For reasons that escape me, the Stagg sliders have been steadily gaining ground over the past year or so. Sliders such as this would have covered the cap on a bottle of Stagg Whiskey and, when removed, could be opened to create a handy container that might be used to sample the whiskey inside. I doubt that many were used for that purpose, the bottle itself being a perfectly good container that could be used to sample the product.

I’ve come to the conclusion that sliders in general date to Prohibition years and have a Canadian origin, although I suppose it’s conceivable that this one was late pre-Pro – I’d love to see one in situ to better judge its age. Regardless, the one shown above sold on January 10 for a whopping $184.50 after a spirited bidding war. There’s a second such slider currently on eBay with the auction due to close today – the current bid price is $51.00.

*Update* The second slider sold on Jan 15 for $237.50! Huh???? Also – a mystery buyer took between 10 and 15 glasses off eBay yesterday in Best Offers and Buy-it-Nows. All very interesting…
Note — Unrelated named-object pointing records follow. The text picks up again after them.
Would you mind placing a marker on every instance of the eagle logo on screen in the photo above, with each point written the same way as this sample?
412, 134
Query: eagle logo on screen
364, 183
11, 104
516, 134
A Cincinnati-area collector has been snapping up Cinci buy-it-nows in recent days, including an Index Whiskey for $150 and an Old Jug for $125. I hadn’t seen the Index Whiskey giving itself the finger before, so it’s a rare one.

Steal of the week goes to a Tollgate Rye from Pittsburgh. Rare picture glasses aren’t making what they sued to, so maybe it’s not much of a steal, but it’s an attractive glass and $56.89 seems like a bargain to me.

On the twelfth day of Christmas, Etsy brought to me… the remnants of the Ken Schwartz collection

Yes, Etsy. eBay may be an auction giant and the main source of pre-pro shot glasses (and anything pre-pro related), but Etsy can be worth checking occasionally to see if they have any interesting “antiques” for sale. I was under the impression that eBay had acquired Etsy several years ago, but apparently they’re still independent companies, despite marketing similarities. I’ve picked up a few glasses from the site over the years, none of them bargains, but it’s worth checking in now and again to see what’s on offer.

Hopefully you’re all familiar with Ken Schwartz and his place in the collecting world. If not, you can find his glass collection here. Impressive at it was, it formed only a teensy portion of his collecting empire, which was housed in a custom-built addition to his modest home in Reading, CA.

Ken died in 2013, which left many of us wondering what would happen to his pre-pro glasses. The CA collecting community plundered most of the more interesting items, then many more were sold off via Facebook. I was deeply involved with a new, work related start-up at the time and remained oblivious to most of the machinations of the pre-pro world for a couple of years. ALl of this (mostly) went over my head, and I have no real sense of who the beneficiaries were.

When work pressures began to ease a little and I had a chance to drop in on Etsy, I happened to run across this glass that had sold recently:

This is a glass that I recognized immediately and that, until then, I’d only ever seen once. That was at the FOHBC’s 2006 Annual Show in Reno, Nevada. The glass was in the grasp of Ken Schwartz, who was trying to negotiate a better price with the dealer (without success). My suspicions now aroused, I compared this latest example with Ken’s (in the database) and it’s the exact same glass. Well dang. This is likely a George Truog glass and one I’d have paid dearly for: it had sold for just $40 on Etsy.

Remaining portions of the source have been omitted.